Why Are We Obsessed With Breasts?
It happens less than it used to, but again last week a man who was old enough to know better kept talking to my chest untill I reminded him where my eyes are. Sarah Thornton on our breast craziness.
Click to link to the full article from The New York Times. (GIFTED, no paywall. You’re welcome!)
Sarah Thompson knows tits (her preferred name). She realized after her double mastectomy that she hadn’t previously appreciated hers quite enough, and wrote TITS UP: What Sex Workers, Milk Bankers, Plastic Surgeons, Bra Designers, and Witches Tell Us About Breasts . [Click for earlier NYT article on the book, also GIFTED.)

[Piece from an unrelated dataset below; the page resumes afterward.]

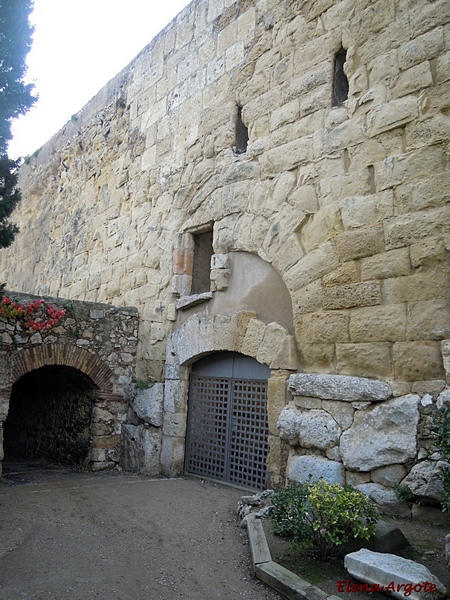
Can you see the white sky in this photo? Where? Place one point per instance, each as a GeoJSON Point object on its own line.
{"type": "Point", "coordinates": [77, 48]}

A sociologist by background, Thompson dug into research, visiting strip clubs, milk banks and cosmetic surgeons in the process. She’s done us all the favor of mixing info from that wide array of sources and perspectives with her own brand of data, humor and irony.
She wrote the book “in order to help women reappraise their chests in positive ways, and men, too…Actually, I would really like men to read the book because so many of them think they really know about tits.”
The day before her mastectomy, Sarah Thornton took her girls swimming topless in the sunshine to say goodbye. In this interview she tackles,
What she didn’t like about her silicone imposters, Bert and Ernie. They’ve been replaced since with Glenda and Brenda, of whom she’s more fond.
When and how breasts got sexualized in the first place. Hints: WWII post-Grable legs, too-cold-to-bare climates, and, of all things, bottle feeding.
Why big ones are so 2000s.
The “corporeal communication” loop between a breastfeeding mom and her infant, verified by medical research.